As Kushal Kadakia and I recently argued in a Health Affairs article, the NIH should establish a Center for Experimentation/Innovation so as to evaluate important questions about science funding. But short of that, the least we could do is make sure that NIH (and any other major HHS division) has the resources and personnel to meet the Evidence Act’s requirements.
Indeed, at NIH, that might be a fairly straightforward task of reinvigorating and increasing the funding for the existing Office of Evaluation, Performance, and Reporting, whose website stopped publishing new evaluations several years ago (I’ve reached out to that office to ask if there are any more recent evaluations, but got no response).
As well, the Office of Portfolio Analysis at NIH has a 29-page Strategic Plan for 2021-2025 that is much more thoughtful and thorough than any of the Evidence Act documents, although the office mostly doesn’t seem to be addressed to “evaluation” per se (i.e., assessing the “effectiveness and efficiency” of various programs). To be sure, the office has published evaluations about racial and gender diversity, and it otherwise does great work on creating tools (e.g., citation metrics and AI/ML algorithms) that can measure the impact of research — but the Evidence Act would require that an agency actually use those tools to explore broader questions.

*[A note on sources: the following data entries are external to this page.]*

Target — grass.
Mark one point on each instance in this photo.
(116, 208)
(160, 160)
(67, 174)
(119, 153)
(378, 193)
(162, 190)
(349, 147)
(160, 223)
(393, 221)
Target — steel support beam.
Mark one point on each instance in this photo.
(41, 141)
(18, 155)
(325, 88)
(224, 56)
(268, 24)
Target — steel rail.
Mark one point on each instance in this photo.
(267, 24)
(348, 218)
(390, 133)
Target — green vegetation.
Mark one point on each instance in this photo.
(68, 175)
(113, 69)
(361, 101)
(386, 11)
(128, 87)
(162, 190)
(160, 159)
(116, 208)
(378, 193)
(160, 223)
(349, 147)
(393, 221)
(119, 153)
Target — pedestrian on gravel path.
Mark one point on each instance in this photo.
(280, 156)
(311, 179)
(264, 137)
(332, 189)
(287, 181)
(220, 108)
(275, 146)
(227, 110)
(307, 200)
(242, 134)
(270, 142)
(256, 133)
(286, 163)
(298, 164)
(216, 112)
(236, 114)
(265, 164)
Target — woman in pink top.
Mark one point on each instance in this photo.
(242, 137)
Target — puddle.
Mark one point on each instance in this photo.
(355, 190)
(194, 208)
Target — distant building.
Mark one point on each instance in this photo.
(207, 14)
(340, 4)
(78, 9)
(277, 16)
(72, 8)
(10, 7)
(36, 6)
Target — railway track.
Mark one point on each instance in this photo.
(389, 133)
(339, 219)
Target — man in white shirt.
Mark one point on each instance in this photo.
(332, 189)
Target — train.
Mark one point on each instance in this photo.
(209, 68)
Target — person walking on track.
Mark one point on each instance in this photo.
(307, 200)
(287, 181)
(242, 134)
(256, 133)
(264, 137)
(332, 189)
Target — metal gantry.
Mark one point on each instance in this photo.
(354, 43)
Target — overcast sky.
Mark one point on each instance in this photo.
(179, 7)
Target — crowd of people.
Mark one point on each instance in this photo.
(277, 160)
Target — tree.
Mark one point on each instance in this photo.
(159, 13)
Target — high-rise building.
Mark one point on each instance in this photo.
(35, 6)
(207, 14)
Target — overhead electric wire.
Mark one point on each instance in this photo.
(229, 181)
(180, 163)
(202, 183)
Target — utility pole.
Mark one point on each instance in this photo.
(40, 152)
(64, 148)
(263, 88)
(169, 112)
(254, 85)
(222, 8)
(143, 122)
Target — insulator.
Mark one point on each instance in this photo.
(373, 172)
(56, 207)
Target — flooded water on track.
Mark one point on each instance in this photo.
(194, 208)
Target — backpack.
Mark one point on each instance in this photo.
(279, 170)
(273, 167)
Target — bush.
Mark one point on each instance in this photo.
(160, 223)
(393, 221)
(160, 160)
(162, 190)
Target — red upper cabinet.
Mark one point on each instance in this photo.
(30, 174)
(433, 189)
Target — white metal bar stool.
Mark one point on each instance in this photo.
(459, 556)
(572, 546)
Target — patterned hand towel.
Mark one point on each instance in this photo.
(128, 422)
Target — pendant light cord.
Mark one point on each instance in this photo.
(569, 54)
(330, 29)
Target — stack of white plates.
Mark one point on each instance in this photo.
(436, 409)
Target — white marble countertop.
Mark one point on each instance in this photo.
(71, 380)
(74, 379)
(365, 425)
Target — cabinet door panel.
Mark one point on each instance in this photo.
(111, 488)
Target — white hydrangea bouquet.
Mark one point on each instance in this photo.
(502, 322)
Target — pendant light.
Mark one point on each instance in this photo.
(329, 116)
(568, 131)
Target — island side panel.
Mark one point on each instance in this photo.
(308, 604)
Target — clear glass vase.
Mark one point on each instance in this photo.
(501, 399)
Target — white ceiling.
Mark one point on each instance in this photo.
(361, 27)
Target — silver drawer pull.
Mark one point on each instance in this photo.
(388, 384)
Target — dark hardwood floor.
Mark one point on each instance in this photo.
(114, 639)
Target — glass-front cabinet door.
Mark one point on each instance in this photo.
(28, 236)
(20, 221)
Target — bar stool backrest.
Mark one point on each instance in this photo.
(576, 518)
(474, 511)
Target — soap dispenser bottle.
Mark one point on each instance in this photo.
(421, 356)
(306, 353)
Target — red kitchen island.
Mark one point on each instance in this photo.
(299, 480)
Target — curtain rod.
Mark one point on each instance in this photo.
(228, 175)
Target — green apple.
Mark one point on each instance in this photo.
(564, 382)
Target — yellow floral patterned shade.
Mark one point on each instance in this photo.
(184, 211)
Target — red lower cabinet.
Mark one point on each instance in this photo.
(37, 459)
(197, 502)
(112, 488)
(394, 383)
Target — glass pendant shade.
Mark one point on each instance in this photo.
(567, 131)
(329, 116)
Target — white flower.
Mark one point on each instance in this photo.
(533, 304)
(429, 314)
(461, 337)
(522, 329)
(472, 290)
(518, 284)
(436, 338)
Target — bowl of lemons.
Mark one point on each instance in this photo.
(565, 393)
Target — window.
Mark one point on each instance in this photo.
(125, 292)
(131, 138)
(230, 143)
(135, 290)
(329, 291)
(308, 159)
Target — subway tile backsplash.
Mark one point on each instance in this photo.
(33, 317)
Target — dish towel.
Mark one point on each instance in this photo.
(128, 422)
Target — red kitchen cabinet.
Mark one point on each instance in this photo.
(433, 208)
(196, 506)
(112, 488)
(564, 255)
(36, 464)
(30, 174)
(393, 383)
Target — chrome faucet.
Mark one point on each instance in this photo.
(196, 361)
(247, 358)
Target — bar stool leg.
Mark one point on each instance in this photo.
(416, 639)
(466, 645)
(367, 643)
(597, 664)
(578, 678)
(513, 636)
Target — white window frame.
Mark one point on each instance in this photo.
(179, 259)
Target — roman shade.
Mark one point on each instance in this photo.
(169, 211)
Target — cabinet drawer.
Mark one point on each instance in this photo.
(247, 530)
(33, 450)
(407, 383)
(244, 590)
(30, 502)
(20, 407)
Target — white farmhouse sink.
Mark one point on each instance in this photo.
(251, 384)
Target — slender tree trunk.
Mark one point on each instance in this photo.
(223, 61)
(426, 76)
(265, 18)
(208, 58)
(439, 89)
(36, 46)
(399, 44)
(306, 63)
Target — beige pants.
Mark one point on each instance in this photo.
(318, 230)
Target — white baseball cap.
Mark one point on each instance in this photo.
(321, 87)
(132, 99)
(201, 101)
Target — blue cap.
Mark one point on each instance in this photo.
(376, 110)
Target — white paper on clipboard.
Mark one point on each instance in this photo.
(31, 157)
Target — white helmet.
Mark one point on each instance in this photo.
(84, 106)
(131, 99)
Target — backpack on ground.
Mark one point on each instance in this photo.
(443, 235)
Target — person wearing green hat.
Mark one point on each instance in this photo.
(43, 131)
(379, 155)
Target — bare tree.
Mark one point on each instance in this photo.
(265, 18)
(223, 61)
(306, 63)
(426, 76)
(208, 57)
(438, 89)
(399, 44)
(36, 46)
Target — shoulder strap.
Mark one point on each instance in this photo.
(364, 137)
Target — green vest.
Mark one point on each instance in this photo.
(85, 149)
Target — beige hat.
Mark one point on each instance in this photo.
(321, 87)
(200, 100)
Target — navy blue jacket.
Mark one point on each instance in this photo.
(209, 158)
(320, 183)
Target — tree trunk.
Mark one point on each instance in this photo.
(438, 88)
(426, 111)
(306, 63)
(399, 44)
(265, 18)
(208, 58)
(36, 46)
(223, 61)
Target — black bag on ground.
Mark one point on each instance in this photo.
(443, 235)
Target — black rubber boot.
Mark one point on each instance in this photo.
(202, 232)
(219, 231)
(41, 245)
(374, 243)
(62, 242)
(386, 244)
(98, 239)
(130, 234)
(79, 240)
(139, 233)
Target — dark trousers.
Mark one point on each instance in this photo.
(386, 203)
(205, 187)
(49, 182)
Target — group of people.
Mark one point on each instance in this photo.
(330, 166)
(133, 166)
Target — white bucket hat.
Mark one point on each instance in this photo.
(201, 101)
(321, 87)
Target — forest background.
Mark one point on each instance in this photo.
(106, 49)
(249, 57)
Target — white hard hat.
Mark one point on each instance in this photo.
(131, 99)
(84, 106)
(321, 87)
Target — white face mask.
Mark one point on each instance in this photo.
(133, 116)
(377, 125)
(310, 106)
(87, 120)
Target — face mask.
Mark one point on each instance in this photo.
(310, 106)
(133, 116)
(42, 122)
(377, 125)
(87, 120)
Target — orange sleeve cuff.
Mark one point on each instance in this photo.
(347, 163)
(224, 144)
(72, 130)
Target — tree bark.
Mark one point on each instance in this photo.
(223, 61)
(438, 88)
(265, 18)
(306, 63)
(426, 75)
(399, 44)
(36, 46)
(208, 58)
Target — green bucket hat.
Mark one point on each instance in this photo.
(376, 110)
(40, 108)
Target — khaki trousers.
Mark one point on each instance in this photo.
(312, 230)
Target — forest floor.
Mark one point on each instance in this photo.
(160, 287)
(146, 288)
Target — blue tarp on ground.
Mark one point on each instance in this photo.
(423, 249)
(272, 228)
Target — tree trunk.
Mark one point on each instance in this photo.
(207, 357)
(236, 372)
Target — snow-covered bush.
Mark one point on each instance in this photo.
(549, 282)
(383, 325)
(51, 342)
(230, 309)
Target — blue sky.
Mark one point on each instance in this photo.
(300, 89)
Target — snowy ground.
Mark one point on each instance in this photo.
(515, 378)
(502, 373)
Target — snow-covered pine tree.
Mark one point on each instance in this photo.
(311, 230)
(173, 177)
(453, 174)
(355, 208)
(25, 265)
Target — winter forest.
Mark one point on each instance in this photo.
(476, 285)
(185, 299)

In sum, the Evidence Act and the thoughtful OMB guidance (see, e.g., here) requires much more than what HHS put together. Agencies are supposed to spend extensive time “engaging stakeholders, reviewing available evidence, developing questions, planning and undertaking activities, disseminating and using results, and refining questions based on evidence generated.” From the face of it, HHS did about 5% of what it should have done. We won’t fulfill the ambition of the Evidence Act unless major agencies like HHS take their duties seriously.